Patrice Motsepe, le président de la Confédération africaine de football (CAF), effectue une visite officielle à Dakar ce mercredi. Cette démarche intervient près d’un mois après la décision controversée de retirer au Sénégal son titre de champion d’Afrique, attribué au Maroc, une situation qui a suscité une vive indignation et une colère palpable au sein de la nation sénégalaise.
L’arrivée de Patrice Motsepe, le dirigeant de la CAF, à Dakar ce mercredi s’inscrit dans un contexte de forte tension. Elle fait suite à une décision retentissante, prise il y a près d’un mois, qui a vu le Maroc être déclaré vainqueur de la CAN 2025 sur tapis vert. Ce verdict a annulé la victoire initiale du Sénégal, les Lions de la Teranga ayant pourtant battu les Lions de l’Atlas 1-0 après prolongation sur le terrain. Cette annonce a provoqué une onde de choc et une profonde colère à travers tout le Sénégal.
Fin mars, Patrice Motsepe avait déjà exprimé son intention de visiter le Sénégal et le Maroc. L’objectif déclaré de ces déplacements était de renforcer la collaboration pour l’essor du football africain, alors même que la CAF fait face à d’importantes critiques. Son arrivée à l’aéroport international Blaise Diagne, près de Dakar, a eu lieu dans la nuit de mardi à mercredi, où il a été reçu par Abdoulaye Fall, le président de la Fédération Sénégalaise de Football (FSF).
Le programme officiel, détaillé dans un communiqué de la CAF, prévoit une première étape symbolique sur l’île de Gorée, haut lieu historique de la mémoire de la traite négrière, située face à la capitale sénégalaise. Par la suite, le président Motsepe sera reçu au palais présidentiel par Bassirou Diomaye Faye, le président du Sénégal, avant de clôturer sa journée par une conférence de presse prévue à 17h30 (heure locale et GMT) dans un hôtel de Dakar.
Le gouvernement sénégalais réagit fermement à la décision de la CAF
Cette visite du président de la CAF se déroule dans un climat particulièrement chargé. L’origine de cette tension remonte à la finale de la CAN 2025, disputée à Rabat en janvier, où les Lions de la Teranga avaient pourtant triomphé 1-0 après prolongation face au Maroc. Ce match avait été marqué par des incidents : des joueurs sénégalais avaient momentanément quitté le terrain durant un quart d’heure, protestant contre un penalty accordé au Maroc en temps additionnel, juste après l’annulation d’un but sénégalais. Bien que Brahim Diaz ait manqué sa tentative de panenka, le Sénégal avait finalement remporté la rencontre.

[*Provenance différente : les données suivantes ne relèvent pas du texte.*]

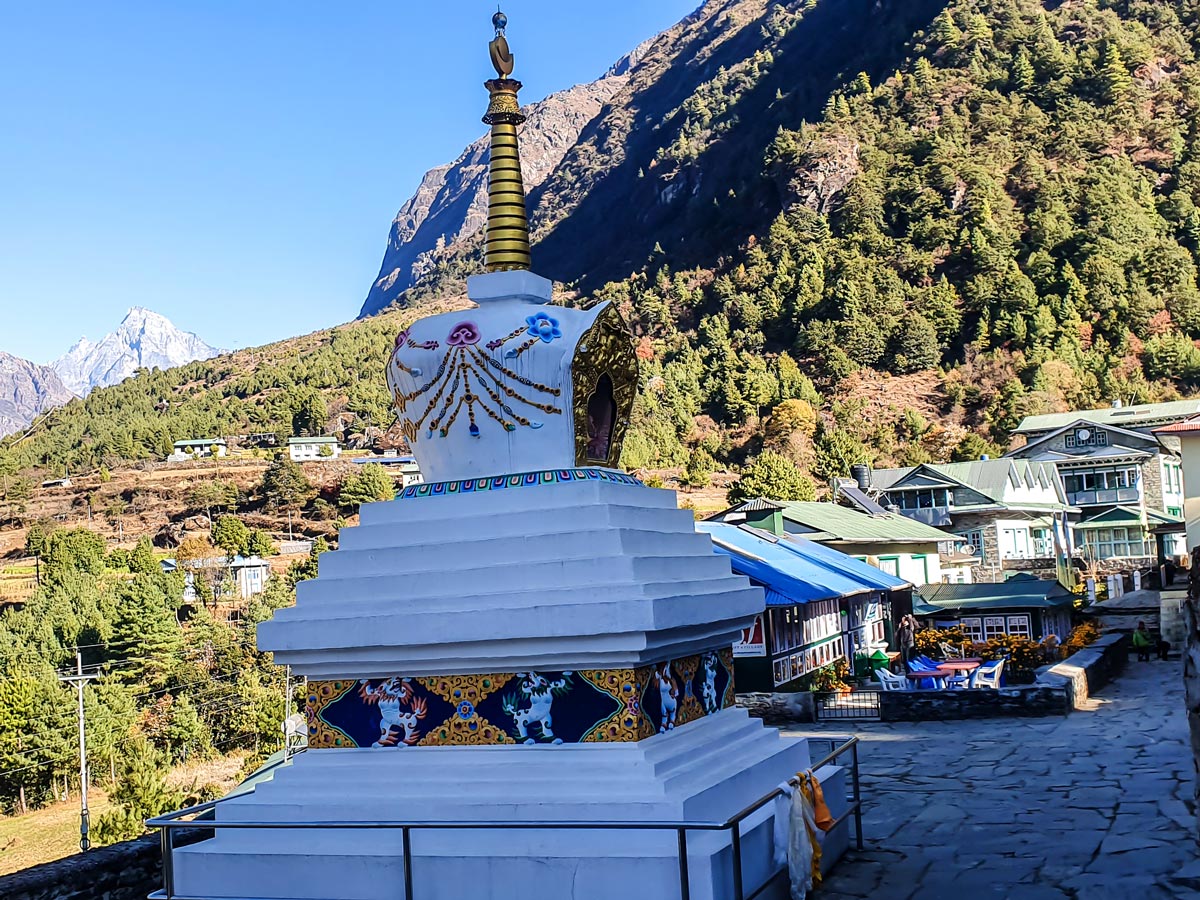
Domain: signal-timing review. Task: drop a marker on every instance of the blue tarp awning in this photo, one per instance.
(795, 571)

Cependant, le 17 mars, le jury d’appel de la CAF a bouleversé ce résultat en déclarant le Sénégal « forfait » pour la finale, attribuant ainsi une victoire 3-0 au Maroc. Cette décision s’est appuyée sur les articles 82 et 84 du règlement de la compétition. Après avoir patienté trois semaines pour recevoir la notification officielle, la Fédération Sénégalaise de Football a immédiatement interjeté appel auprès du Tribunal Administratif du Sport (TAS), dont la décision reste attendue.
Au Sénégal, cette résolution de la CAF a provoqué une vague de réprobation intense. Le 18 mars, le gouvernement sénégalais a publié un communiqué exigeant l’ouverture d’une enquête internationale pour « soupçons de corruption » au sein des hautes sphères de l’institution panafricaine. En réponse, Patrice Motsepe a publiquement affirmé l’absence de traitement « préférentiel » pour quelque pays africain que ce soit, insistant sur l’indépendance des organes disciplinaires de la CAF.